Migrating from EA3
Audio2Face Controller
Service Interface
The old interface exposed the following proto:
service A2XServiceInterface {
rpc ConvertAudioToAnimData(stream A2XAudioStream) returns (stream A2XAnimDataStream) {}
}
This has been renammed to:
service A2FControllerService {
rpc ProcessAudioStream(stream nvidia_ace.controller.v1.AudioStream)
returns (stream nvidia_ace.controller.v1.AnimationDataStream) {}
}
It is still a bi-directionnal stream so not much changes from this point of view.
Audio data
Old protobuf audio data serialization:
message A2XAudioStream {
bytes audio_chunk = 1;
map<string, float> emotion_map = 2;
string posture_var = 3;
PacketType type = 4;
}
The A2XAudioStream
message has been replaced by the AudioStream
message:
message AudioStream {
message EndOfAudio {}
oneof stream_part {
AudioStreamHeader audio_stream_header = 1;
nvidia_ace.a2f.v1.AudioWithEmotion audio_with_emotion = 2;
EndOfAudio end_of_audio = 3;
}
}
Now instead of a PacketType
you can send either AudioStreamHeader
, AudioWithEmotion
or EndOfAudio
content.
Audio header
The PacketType.BEGIN
has been replaced by a proper AudioHeader
which has the following fields:
message AudioHeader {
enum AudioFormat { AUDIO_FORMAT_PCM = 0; }
AudioFormat audio_format = 1;
// Currently only mono sound must be supported.
uint32 channel_count = 2;
// Defines the sample rate of the provided audio data
uint32 samples_per_second = 3;
// Currently only 16 bits per sample must be supported.
uint32 bits_per_sample = 4;
}
You need to fill the content of the fields according to the specifity of the audio content. Note that only 16 bits mono PCM audio is currently supported.
The AudioStreamHeader
contains more fields to parametrize the output of A2F and has the following fields:
message AudioStreamHeader {
nvidia_ace.audio.v1.AudioHeader audio_header = 1;
// New additional parameters, see documentation.

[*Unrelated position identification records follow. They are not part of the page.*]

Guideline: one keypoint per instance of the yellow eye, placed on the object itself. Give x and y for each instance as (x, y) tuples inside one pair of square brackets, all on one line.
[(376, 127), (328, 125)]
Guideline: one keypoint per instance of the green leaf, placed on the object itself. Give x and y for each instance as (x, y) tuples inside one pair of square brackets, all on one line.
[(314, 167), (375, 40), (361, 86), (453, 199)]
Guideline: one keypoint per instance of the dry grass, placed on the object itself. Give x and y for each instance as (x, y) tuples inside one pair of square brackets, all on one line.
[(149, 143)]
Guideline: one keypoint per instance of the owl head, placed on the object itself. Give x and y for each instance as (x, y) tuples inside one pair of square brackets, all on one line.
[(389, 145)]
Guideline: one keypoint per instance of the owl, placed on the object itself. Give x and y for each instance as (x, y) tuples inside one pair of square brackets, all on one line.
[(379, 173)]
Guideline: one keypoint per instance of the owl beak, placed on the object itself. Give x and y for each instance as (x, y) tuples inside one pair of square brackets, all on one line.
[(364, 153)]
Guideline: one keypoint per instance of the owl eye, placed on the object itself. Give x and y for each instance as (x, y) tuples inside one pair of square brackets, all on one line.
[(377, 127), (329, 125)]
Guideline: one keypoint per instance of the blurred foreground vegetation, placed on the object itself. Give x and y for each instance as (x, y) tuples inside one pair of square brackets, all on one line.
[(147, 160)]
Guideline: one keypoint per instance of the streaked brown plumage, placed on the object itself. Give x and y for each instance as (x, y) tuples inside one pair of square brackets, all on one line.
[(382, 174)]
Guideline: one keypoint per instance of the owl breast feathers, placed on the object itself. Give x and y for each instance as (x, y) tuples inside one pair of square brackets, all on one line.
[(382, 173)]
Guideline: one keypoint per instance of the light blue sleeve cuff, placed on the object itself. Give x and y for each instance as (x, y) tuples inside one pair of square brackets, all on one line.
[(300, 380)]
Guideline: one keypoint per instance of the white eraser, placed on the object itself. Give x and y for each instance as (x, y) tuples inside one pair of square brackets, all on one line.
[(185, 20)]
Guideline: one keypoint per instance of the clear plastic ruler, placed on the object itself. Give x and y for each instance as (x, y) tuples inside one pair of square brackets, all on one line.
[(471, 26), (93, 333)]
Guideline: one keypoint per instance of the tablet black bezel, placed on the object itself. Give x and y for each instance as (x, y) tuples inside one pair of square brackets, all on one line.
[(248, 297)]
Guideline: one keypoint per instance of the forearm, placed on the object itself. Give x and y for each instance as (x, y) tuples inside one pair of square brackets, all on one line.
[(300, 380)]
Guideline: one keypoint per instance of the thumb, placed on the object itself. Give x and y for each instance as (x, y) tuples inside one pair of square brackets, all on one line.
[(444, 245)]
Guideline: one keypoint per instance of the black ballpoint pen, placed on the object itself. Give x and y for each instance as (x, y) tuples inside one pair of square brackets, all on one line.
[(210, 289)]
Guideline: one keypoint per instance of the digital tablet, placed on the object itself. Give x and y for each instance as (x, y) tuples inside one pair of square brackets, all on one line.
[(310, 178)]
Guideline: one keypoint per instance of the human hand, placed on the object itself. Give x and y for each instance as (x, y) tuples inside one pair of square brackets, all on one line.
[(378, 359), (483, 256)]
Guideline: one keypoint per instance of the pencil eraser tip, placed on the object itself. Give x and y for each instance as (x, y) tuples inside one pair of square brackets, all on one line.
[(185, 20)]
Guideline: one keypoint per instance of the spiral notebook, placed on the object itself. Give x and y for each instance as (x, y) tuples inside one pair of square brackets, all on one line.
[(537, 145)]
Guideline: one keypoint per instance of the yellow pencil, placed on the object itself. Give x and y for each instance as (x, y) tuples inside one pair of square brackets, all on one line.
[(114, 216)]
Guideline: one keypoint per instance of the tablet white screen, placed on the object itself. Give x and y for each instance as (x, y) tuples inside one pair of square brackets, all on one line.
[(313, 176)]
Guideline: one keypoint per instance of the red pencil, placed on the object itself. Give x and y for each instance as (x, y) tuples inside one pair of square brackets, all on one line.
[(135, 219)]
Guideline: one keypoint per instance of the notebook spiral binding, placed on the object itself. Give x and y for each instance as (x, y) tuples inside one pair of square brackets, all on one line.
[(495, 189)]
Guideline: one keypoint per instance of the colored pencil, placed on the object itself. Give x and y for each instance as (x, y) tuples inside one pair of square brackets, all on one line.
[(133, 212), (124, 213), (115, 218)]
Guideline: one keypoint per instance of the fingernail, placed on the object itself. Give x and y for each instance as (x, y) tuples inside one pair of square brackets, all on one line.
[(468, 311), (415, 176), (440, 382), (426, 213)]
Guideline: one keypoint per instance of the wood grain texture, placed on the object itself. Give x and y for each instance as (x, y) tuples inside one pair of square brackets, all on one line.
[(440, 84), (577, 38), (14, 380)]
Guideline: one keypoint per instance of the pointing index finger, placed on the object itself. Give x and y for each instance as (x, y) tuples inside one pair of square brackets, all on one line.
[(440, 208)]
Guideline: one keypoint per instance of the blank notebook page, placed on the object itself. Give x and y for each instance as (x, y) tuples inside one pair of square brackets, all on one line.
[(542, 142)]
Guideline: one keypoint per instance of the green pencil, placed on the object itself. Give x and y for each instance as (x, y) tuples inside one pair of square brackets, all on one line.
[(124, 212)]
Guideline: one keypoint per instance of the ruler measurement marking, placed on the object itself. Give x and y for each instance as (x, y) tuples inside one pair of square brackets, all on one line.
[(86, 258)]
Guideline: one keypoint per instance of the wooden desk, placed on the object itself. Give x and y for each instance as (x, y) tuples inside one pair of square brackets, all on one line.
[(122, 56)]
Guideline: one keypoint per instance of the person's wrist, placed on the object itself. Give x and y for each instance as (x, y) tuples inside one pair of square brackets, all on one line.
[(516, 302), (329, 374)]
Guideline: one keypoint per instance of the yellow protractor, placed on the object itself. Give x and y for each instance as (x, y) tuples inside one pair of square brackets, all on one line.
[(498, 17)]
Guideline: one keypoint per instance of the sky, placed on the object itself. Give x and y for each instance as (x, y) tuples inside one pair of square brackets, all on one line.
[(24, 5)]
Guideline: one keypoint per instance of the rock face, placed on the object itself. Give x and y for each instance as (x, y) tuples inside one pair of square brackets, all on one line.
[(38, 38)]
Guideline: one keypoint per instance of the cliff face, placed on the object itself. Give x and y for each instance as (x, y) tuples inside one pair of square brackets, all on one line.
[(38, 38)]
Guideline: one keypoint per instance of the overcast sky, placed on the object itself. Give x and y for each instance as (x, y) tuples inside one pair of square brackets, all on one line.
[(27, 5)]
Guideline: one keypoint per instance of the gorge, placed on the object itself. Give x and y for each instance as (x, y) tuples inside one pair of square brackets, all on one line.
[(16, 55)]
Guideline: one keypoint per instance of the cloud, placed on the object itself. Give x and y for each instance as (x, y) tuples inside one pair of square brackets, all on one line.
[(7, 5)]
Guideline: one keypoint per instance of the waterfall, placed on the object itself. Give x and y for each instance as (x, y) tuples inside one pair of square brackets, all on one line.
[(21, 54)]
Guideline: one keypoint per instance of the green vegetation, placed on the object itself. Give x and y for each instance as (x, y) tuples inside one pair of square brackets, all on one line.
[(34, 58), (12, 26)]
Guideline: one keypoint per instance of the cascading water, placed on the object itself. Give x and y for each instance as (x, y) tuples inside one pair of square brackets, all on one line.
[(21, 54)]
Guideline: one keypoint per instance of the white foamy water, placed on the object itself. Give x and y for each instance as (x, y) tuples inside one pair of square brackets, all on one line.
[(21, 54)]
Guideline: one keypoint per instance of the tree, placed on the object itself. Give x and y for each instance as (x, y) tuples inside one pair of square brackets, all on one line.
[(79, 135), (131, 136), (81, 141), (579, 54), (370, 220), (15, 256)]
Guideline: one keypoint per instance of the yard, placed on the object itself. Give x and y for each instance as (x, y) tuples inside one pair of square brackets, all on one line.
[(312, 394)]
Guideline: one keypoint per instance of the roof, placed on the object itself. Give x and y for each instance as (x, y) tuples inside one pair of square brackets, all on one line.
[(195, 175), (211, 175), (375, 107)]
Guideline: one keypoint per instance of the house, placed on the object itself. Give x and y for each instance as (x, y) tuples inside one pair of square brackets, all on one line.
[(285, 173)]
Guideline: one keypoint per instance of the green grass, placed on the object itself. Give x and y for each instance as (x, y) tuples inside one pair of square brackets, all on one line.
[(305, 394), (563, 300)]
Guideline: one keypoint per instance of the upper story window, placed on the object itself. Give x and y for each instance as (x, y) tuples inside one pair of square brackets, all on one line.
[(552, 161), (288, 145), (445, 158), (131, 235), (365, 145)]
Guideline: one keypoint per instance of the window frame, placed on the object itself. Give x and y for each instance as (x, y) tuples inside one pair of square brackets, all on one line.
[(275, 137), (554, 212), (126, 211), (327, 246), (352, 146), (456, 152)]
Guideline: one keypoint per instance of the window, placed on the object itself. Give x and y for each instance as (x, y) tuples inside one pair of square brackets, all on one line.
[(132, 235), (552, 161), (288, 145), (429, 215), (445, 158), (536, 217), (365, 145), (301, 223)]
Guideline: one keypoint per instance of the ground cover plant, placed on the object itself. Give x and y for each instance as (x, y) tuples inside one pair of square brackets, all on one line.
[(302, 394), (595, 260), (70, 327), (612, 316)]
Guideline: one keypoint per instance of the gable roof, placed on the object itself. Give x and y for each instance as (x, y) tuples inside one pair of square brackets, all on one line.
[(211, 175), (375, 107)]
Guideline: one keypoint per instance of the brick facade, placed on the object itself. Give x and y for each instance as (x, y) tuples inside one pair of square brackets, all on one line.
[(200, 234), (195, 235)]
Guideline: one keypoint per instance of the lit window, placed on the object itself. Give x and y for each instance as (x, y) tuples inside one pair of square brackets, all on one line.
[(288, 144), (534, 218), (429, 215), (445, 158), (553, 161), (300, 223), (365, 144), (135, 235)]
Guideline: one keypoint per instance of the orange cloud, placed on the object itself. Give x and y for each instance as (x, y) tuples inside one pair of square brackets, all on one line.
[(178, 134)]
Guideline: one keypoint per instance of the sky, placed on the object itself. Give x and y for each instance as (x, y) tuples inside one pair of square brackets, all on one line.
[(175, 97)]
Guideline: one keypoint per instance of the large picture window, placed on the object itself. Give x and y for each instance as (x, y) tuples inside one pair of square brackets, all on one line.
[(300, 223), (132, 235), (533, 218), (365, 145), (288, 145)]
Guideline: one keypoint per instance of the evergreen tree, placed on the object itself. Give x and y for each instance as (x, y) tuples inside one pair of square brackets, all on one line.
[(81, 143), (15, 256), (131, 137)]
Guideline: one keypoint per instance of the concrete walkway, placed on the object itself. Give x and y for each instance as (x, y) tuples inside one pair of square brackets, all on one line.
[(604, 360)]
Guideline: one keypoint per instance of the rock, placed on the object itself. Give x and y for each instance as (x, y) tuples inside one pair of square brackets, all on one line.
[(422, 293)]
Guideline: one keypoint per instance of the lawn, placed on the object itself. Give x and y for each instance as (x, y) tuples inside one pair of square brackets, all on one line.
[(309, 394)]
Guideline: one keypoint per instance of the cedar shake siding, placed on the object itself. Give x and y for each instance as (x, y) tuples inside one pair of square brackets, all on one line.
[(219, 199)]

nvidia_ace.a2f.v1.FaceParameters face_params = 2;
nvidia_ace.a2f.v1.EmotionPostProcessingParameters emotion_post_processing_params = 3;
nvidia_ace.a2f.v1.BlendShapeParameters blendshape_params = 4;
}
Audio content
The audio_chunk
and emotion_map
fields have been moved and renammed to the AudioWithEmotion
message.
message AudioWithEmotion {
bytes audio_buffer = 1;
repeated nvidia_ace.emotion_with_timecode.v1.EmotionWithTimeCode emotions = 2;
}
The new version of A2F allows for change of emotion during the processing, so now instead of a simple emotion_map
you need to send an EmotionWithTimeCode
object which contains the following fields:
message EmotionWithTimeCode {
double time_code = 1;
map<string, float> emotion = 2;
}
End of audio
Now the end of audio file is marked with a empty EndOfStream
packet instead of the PacketType
enum.
Animation data
The old A2XAnimDataStream
prototype contained the following three messages:
message A2XAnimDataStreamHeader {
bool success = 1;
string message = 2;
}
message A2XAnimDataStreamInformation {
int32 code = 1;
string message = 2;
}
message A2XAnimDataStreamContent {
string usda = 1;
map<string, bytes> files = 2;
}
Now the animation data has migrated from USD string format to USD represented by gRPC messages to allow better data compression, the new AnimationDataStream contains the following fields:
message AnimationDataStream {
oneof stream_part {
AnimationDataStreamHeader animation_data_stream_header = 1;
nvidia_ace.animation_data.v1.AnimationData animation_data = 2;
Event event = 3;
nvidia_ace.status.v1.Status status = 4;
}
}
message AnimationData {
optional SkelAnimation skel_animation = 1;
optional AudioWithTimeCode audio = 2;
optional Camera camera = 3;
// Metadata such as emotion aggregates, etc...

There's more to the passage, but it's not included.